By Andrew Jonathan S. Bagaoisan
What the media expected was a little hell-raising at the confirmation of newly-appointed Interior secretary Mar Roxas and his replacement at the transportation department, Sec. Jose Emilio Abaya.
Yet that fizzled out as quickly as it came up.
Sen. Miriam Santiago raised her hand when Senate President Juan Ponce Enrile asked if there were any objections to Roxas’ confirmation.
Santiago later told reporters it was merely palabra de honor. She wanted to “wake up Malacañang” and had threatened to veto Cabinet members who failed to attend her investigation of interior undersecretary Rico Puno.

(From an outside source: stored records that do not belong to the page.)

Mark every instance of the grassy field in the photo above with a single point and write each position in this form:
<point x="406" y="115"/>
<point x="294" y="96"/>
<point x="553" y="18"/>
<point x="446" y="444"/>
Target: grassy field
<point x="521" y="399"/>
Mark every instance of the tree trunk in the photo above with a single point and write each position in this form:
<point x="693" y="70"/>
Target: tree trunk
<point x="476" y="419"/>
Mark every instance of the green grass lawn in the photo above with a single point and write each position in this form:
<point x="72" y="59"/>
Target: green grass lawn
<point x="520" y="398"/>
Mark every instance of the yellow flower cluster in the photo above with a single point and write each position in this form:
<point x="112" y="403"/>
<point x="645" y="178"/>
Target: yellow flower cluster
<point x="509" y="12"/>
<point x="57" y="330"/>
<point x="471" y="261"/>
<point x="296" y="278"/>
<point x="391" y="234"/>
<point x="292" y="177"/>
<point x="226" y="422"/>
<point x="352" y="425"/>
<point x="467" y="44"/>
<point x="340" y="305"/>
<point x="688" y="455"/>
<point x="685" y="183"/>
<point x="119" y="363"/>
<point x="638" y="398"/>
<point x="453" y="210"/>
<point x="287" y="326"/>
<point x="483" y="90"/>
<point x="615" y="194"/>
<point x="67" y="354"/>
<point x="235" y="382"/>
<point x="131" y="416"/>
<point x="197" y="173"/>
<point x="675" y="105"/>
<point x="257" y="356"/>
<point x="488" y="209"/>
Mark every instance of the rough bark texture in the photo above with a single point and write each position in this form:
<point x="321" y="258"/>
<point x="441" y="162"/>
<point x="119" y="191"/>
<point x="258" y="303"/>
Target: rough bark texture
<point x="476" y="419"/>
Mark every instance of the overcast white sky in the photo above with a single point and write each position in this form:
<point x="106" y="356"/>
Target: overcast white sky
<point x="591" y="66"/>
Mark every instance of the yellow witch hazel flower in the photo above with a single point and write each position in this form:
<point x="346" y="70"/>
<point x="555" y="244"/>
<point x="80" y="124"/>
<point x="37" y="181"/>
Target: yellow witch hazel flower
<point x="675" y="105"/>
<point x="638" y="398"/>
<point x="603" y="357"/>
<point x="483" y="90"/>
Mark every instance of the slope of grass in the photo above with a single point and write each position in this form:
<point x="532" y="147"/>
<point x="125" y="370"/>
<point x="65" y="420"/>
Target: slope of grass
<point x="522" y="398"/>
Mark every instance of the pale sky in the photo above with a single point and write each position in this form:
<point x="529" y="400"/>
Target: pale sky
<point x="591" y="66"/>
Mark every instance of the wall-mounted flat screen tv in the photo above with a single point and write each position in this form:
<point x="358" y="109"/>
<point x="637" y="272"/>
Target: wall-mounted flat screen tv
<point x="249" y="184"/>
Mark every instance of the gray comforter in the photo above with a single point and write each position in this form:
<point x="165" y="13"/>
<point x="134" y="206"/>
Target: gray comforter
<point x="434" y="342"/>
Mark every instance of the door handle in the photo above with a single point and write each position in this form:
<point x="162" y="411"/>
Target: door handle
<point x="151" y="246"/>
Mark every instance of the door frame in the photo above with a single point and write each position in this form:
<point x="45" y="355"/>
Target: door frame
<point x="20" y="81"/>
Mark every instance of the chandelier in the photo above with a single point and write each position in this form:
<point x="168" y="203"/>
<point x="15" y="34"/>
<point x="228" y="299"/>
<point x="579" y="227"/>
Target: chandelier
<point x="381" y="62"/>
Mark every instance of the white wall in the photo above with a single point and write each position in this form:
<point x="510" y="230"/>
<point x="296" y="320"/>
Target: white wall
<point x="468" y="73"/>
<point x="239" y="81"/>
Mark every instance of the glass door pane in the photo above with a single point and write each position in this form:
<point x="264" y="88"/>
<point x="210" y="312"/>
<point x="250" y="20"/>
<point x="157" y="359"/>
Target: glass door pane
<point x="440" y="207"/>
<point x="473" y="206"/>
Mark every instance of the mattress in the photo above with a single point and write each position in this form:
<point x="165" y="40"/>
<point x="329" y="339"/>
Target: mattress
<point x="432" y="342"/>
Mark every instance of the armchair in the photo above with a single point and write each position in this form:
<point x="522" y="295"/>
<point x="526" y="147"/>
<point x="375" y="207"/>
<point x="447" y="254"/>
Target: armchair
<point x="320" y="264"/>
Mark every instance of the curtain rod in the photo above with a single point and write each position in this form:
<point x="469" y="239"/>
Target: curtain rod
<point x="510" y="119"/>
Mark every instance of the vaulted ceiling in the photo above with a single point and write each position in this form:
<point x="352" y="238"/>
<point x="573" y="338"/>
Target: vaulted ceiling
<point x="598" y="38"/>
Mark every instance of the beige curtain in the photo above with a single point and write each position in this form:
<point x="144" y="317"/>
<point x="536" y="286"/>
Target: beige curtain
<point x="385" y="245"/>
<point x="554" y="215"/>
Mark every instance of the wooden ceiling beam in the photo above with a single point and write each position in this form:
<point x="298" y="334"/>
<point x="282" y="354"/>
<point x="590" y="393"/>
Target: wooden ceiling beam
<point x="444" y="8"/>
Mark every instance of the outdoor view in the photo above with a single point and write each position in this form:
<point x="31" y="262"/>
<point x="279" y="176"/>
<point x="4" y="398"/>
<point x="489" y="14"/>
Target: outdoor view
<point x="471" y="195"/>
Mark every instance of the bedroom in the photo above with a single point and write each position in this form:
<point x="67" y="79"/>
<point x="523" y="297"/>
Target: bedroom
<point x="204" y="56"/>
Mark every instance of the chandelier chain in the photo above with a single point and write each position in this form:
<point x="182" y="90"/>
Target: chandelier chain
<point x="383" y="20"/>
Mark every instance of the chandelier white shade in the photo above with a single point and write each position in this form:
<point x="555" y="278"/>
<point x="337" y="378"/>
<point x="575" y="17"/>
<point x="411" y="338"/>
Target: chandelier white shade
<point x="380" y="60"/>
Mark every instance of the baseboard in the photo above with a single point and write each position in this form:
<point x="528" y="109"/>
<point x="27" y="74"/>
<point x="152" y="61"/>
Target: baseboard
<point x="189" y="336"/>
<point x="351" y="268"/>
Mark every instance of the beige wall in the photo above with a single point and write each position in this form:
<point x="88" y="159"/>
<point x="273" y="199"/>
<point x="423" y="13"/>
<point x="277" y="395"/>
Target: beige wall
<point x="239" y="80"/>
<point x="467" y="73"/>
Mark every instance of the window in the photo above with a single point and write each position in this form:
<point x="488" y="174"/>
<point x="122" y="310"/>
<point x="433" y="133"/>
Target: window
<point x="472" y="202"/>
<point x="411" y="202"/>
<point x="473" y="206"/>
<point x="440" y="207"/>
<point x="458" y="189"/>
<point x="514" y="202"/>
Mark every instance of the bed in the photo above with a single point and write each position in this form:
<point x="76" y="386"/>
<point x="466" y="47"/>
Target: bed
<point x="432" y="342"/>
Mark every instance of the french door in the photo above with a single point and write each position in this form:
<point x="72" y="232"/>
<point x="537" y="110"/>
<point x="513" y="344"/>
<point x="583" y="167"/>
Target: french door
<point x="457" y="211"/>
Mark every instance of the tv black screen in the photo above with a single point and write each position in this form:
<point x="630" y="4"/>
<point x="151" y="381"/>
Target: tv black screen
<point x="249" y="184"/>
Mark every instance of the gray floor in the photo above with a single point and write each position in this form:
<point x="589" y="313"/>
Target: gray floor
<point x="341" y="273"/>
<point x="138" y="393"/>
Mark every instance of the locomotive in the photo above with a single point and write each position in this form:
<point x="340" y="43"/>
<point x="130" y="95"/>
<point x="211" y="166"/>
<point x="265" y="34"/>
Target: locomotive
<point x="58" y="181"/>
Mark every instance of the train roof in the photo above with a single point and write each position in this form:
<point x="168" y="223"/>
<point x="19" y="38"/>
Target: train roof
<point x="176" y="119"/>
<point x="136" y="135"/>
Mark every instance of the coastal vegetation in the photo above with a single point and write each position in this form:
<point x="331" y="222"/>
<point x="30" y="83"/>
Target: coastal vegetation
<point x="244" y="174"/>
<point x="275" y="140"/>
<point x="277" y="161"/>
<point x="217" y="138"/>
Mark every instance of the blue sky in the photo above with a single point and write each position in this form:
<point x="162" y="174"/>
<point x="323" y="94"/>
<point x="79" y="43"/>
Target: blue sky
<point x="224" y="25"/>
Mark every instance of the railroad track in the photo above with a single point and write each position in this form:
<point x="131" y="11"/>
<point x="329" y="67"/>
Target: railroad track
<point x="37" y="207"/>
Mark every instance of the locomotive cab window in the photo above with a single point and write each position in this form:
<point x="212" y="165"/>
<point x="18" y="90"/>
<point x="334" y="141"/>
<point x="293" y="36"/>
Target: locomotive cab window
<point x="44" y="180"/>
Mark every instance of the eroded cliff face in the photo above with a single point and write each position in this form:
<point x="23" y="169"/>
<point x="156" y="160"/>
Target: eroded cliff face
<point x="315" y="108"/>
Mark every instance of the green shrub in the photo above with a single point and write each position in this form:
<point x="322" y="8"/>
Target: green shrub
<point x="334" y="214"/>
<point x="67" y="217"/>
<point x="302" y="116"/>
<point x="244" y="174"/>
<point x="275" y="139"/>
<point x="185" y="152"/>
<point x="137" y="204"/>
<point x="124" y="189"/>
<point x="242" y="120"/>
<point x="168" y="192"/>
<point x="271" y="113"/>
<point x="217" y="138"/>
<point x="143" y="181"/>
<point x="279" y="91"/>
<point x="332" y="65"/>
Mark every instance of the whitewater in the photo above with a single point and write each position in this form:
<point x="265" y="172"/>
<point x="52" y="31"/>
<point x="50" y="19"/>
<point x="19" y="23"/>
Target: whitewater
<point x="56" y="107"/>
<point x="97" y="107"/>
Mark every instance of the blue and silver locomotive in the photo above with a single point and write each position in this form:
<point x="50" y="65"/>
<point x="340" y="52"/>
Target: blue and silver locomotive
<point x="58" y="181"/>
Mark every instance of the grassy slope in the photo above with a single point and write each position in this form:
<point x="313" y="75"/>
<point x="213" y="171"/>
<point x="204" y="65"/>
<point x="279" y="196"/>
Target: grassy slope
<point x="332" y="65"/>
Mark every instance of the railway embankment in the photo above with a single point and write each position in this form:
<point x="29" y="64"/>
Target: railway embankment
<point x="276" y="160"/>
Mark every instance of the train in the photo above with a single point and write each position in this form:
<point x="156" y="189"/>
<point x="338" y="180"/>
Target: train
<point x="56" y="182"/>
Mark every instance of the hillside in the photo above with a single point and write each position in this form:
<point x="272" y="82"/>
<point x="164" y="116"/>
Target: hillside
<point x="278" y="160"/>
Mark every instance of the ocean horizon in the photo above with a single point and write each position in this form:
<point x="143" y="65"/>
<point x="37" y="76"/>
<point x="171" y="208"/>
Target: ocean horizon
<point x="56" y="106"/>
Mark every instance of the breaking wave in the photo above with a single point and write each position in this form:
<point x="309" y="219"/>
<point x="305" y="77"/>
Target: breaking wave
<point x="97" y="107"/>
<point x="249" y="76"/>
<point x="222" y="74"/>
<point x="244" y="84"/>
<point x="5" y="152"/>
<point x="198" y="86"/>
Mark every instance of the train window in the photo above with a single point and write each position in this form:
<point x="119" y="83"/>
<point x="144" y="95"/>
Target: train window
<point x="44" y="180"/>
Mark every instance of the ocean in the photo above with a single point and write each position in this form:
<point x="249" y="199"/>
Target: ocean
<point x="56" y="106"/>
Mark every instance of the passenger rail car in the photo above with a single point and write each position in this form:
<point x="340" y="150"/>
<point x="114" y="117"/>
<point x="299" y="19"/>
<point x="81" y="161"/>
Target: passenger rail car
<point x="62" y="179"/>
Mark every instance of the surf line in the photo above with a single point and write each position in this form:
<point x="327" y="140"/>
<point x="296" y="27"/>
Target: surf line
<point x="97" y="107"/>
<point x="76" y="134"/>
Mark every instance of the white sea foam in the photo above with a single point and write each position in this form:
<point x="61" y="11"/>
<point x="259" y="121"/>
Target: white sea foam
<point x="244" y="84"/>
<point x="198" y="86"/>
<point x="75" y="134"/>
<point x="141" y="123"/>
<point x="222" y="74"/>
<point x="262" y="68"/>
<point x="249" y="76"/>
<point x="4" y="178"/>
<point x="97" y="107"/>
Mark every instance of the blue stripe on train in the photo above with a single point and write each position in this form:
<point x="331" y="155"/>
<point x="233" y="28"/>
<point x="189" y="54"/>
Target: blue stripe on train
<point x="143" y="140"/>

But after a quick break that followed her statement, Santiago withdrew her objection–to applause. Clapping is prohibited at the Senate plenary, but no one bothered then.
Click on the pic to watch the video. (Shot by Marco Gutierrez, ABS-CBN News)
Roxas, a former senator, was a close colleague of Santiago’s (“Even his wife [Korina Sanchez] is very close to me,” she added). She didn’t want someone “needed in public service” to end up as “collateral damage” in a battle of hers.
Objection was futile anyway, Santiago said, since President Aquino could issue an ad interim appointment on September 22 if the Senate goes on break without confirming Roxas.
All’s well that ends well, and Abaya got confirmed as well.
But as the Senate reporters settled down to file their Roxas-Santiago stories, it turned out that wasn’t the last controversy of the day.
Our technical crew got a call that Sen. Antonio Trillanes IV would deliver a privilege speech at the plenary session. ANC planned to air it live.
The newsrooms had already been watching out for Trillanes. He was banner story in the Inquirer that day for holding backdoor negotiations with China on its territorial dispute with the Philippines over the Scarborough or Panatag Shoal. When ANC called him about it, he confirmed it.
So after Trillanes’ office put out word of his speech, the best guess was something about China.
Instead, he began with a familiar line that wasn’t his: “Gusto ko happy ka (I want you to be happy)”, the Senate President’s campaign slogan.
The real deal, Trillanes said, was “Kung gusto ko, isasagasa ko. Kung ayaw ko, uupuan ko. (If I want it, I’ll rush it. If I don’t, I’ll delay it).”